Rebecca ran into Riley during a stroll through the heavily manicured Memorial Park in Center City. She was wearing jogging gear to fool her Mom. She couldn’t get caught going on a stroll. For what, fun? Everything had to be enriching and serve a purpose. Memorial Park was designed with that in mind. A lot of research and effort was put into maximizing nature’s effect on Wellness. The result was a stressful, bland place where a lot of people with email jobs walked to signal their virtue.

That’s why she was so surprised to meet him. He looked out of place, like a big, comfy sweatshirt on a rack of boring gray suits. He was the only other person who didn’t look like he had somewhere to be in ten minutes.

She was walking their unnamed poodle, he was walking a shaggy black mutt named Sitting Dog who never sat still. He approached her. He said he almost never came to Memorial Park, but he showed up on a whim. Then they started ‘running into each other’ daily. They both knew it wasn’t an accident.

He had a ton of interests in art and niche media, and he had a big fun sounding family. Rebecca was trained to be a great passive conversation partner. She knew how to keep the ball in the air, when to raise her eyebrows, when to laugh, when to say wow! She always learned just enough about whatever she was supposed to talk about so that she could fake engagement. She didn’t know anything about tokusatsu or sword and sorcery, but he talked about it in such a cute, enthusiastic way that she enjoyed herself. He didn’t over explain things. Here was a skilled active conversation partner, someone who wanted her to enjoy listening to him. And she did. She didn’t have to fake it.

And then he fucking ruined everything by asking her what she was interested in. Her training failed her for the first time. Being asked about herself felt like falling off a horse.
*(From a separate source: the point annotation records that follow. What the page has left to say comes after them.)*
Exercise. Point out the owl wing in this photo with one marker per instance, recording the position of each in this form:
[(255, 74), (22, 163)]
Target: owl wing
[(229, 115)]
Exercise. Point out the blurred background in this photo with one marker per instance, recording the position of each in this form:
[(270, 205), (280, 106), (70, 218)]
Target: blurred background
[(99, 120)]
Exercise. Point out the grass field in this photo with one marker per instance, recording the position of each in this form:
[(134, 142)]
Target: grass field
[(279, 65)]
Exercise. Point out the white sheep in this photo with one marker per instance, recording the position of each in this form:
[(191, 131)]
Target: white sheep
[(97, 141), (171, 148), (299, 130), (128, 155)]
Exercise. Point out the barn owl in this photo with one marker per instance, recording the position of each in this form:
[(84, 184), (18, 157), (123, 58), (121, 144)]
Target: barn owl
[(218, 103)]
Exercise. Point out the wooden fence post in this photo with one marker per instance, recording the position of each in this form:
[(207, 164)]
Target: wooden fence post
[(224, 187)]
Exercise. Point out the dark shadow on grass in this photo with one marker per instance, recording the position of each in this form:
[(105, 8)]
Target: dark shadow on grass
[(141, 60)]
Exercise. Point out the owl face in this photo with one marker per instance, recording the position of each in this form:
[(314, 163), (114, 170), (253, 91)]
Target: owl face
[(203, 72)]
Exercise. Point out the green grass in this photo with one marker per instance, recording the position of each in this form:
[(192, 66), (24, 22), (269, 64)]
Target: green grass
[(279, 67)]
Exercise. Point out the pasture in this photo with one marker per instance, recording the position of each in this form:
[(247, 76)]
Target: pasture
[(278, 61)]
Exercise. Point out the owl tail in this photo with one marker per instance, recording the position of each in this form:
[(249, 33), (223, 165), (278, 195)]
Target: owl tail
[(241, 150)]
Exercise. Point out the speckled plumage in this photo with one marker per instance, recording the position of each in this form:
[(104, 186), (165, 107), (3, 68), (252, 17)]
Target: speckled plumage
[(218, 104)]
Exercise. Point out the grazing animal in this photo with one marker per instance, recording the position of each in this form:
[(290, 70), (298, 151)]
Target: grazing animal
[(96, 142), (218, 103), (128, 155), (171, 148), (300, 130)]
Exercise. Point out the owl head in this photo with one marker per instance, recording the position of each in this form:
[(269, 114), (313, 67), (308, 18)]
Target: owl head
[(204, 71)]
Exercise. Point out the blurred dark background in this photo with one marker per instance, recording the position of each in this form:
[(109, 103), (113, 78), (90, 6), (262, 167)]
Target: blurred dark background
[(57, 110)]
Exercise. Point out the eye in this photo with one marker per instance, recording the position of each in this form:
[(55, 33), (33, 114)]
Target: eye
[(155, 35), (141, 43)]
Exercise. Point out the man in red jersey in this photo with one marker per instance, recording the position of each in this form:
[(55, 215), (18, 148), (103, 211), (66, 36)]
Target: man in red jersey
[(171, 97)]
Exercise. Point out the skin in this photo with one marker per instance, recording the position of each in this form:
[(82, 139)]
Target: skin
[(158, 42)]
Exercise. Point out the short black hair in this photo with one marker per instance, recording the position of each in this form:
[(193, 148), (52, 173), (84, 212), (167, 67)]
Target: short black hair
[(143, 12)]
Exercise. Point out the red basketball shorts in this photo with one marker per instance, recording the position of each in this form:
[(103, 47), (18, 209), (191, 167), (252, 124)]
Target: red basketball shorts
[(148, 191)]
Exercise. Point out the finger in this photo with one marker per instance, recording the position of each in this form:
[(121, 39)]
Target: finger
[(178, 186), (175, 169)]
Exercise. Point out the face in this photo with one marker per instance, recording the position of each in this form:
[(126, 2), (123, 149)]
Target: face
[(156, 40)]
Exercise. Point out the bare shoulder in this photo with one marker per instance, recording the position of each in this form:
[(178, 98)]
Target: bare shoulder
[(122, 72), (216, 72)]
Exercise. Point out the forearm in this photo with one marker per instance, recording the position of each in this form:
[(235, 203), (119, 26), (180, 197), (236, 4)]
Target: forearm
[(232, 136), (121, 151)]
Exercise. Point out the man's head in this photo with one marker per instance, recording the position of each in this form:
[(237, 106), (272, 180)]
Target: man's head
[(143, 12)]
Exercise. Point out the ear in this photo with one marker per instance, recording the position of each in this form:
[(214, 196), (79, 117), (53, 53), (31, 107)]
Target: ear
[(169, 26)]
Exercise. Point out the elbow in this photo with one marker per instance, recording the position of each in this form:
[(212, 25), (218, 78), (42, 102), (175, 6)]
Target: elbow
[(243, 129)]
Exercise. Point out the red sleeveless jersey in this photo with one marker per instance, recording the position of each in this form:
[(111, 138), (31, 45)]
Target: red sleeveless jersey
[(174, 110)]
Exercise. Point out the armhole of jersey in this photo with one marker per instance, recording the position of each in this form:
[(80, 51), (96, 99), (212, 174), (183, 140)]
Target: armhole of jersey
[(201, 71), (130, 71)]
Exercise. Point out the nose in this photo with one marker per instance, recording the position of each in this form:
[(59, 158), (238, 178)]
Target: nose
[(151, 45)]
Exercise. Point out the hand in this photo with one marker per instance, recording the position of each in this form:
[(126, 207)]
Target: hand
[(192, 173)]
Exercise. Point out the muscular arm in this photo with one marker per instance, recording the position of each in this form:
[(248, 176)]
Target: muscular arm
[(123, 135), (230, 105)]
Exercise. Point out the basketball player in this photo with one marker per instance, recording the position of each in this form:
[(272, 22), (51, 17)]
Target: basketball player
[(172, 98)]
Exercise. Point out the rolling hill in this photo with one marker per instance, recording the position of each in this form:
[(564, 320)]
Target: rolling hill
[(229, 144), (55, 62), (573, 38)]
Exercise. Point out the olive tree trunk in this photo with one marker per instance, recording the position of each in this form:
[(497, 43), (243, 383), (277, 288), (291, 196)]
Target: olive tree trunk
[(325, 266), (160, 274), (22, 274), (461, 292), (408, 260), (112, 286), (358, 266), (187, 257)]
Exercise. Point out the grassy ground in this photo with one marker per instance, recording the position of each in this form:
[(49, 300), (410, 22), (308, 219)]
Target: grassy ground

It knocked her out of character. She didn’t realize she was in one.

She knew what the last dozen people her parents had entertained liked, but she couldn’t answer for herself. Ever since then her brain had been mush. It didn’t help that Theodore Zengrel was like if you put all of her parents’ marks into a blender and poured the off-white, flavorless paste on top of unsweetened porridge. Works in finance—whatever that means. Patron of the arts and science—aren’t we all?

All of her parents’ marks owned somethingtech and made an i-something, or had a plan to disrupt something with an app that did something. Or they worked in finance, which means they got rich by moving richer peoples’ fake money around. She started flipping through the packet looking for his company name, a benefactor for his philanthropy, his hometown, anything she could bring up to prompt him to talk more—as if he wouldn’t just do that on his own. There was nothing her brain could latch onto. He was working on ‘big things’ and came from ‘humble origins.’ No one was this nebulous.

She realized, with horror, that she was. What did she do? Who was she?

So, what are y’all into?

Right now it was Effective Altruism. For as long as her family needed her to woo this mark. But her eyes glazed over it all. She just couldn’t pretend to care. Why was the packet so thick if no one could name what this guy did? She skipped ahead and her eyes lit up when she realized 60% of it was the ‘controversies’ section.

Her potential mentor. Rebecca did not like this.